You are not considering other factors, like the increased L0/L1 cache, i.e., and other architectural improvements. It depends a lot also on where the bottleneck is. The comparison above, i.e., puts RDNA3 CU vs RDNA3 CU but RDNA3 CU has double issue, giving a performance increase of 17% per CU according to AMD's words (and that is probably calculated on final FPS, not simply on FLOPs). Also, clocks on 7900XT are nominally lower than those of 6950XT. So I don't see why a reasonably clocked (2.7-2.8GHz) 7800XT cannot be on par or slightly above the 6950XT. My bet is on around 5-10% more (-20/25% respect to the 7900XT).
Those improvements you mentioned are part of 17.4% increase, and they are likely talking about WGPs not CUs or maybe WGP sees higher increase, but they didn't mention It yet.
I don't see a problem with adding that 17.4% increase to FLOPs. It looked about right for N31.
If you exclude architectural improvements of 17.4% and clocks, then N32 based on specs is ~1.5x of N22.
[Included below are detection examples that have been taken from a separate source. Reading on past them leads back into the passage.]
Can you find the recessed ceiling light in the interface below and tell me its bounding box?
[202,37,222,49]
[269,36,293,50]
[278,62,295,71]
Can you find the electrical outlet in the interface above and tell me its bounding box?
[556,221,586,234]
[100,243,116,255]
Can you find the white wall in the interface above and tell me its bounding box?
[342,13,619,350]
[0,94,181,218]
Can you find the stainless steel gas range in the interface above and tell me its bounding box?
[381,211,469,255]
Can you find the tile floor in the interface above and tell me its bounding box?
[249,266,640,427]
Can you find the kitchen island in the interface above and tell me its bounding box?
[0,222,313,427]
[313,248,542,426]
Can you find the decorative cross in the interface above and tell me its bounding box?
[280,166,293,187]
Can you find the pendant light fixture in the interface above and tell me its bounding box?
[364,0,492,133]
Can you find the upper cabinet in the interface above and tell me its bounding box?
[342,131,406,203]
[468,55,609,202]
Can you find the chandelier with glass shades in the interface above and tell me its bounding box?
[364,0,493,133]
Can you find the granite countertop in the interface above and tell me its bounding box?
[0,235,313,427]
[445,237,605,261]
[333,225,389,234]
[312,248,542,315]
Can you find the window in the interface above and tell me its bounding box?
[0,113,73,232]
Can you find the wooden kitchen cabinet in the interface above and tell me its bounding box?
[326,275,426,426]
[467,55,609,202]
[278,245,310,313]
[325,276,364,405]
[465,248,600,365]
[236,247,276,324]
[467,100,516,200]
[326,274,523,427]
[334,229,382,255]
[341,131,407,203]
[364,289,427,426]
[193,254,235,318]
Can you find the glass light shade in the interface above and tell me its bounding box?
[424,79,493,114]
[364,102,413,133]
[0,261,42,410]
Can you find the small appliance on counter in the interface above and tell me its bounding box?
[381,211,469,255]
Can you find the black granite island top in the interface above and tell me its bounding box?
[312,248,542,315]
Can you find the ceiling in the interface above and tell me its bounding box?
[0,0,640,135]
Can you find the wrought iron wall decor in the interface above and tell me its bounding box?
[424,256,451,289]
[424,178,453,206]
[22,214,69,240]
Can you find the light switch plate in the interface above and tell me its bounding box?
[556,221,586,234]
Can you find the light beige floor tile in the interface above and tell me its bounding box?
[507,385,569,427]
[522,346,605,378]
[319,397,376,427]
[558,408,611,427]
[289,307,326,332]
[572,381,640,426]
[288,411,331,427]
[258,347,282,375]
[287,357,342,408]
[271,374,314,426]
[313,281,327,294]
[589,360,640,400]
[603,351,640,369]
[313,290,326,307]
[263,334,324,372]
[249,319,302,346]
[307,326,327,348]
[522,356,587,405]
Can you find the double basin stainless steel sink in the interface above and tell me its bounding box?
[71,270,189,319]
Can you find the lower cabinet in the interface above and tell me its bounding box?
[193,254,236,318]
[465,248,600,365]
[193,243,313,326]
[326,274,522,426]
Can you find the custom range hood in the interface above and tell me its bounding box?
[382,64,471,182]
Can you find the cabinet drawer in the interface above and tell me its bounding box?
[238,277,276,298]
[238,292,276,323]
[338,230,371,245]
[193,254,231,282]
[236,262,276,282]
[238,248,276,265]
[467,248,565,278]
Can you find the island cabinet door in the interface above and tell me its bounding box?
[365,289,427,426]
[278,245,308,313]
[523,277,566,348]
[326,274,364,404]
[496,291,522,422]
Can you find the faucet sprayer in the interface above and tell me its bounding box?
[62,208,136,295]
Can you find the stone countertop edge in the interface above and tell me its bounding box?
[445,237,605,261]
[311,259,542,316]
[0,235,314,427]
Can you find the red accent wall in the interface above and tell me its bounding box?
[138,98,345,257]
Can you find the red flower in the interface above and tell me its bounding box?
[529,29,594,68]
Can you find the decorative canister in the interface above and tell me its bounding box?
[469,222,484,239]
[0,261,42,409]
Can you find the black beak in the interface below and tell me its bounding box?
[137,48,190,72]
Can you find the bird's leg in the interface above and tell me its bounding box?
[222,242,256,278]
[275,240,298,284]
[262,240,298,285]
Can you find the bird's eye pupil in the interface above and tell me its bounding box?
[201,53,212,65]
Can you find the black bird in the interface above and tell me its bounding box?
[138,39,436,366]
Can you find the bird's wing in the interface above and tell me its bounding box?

6950XT is 69% faster than 6700XT.
If you add specs and architecture together 1.5*1.174 = 1.761, then N32 is 4% faster at only 2583MHz than RX6950XT.
The problem is that increasing specs by 50% doesn't translate to 50% higher performance, so the question is how much performance you loose. The lost performance due to scaling needs to be compensated by clocks.
If the loss is within 10% then yes, N32 at 2.8GHz could be a few % faster.
What I want to point out is that 2.8GHz is just the shader clockspeed, the Frontend will be clocked higher, based on N31 It should be 3050 MHz.
I would like to see 3GHz for shaders and 3250-3300MHz for frontend.
Then I can see It being 10% faster or a bit more.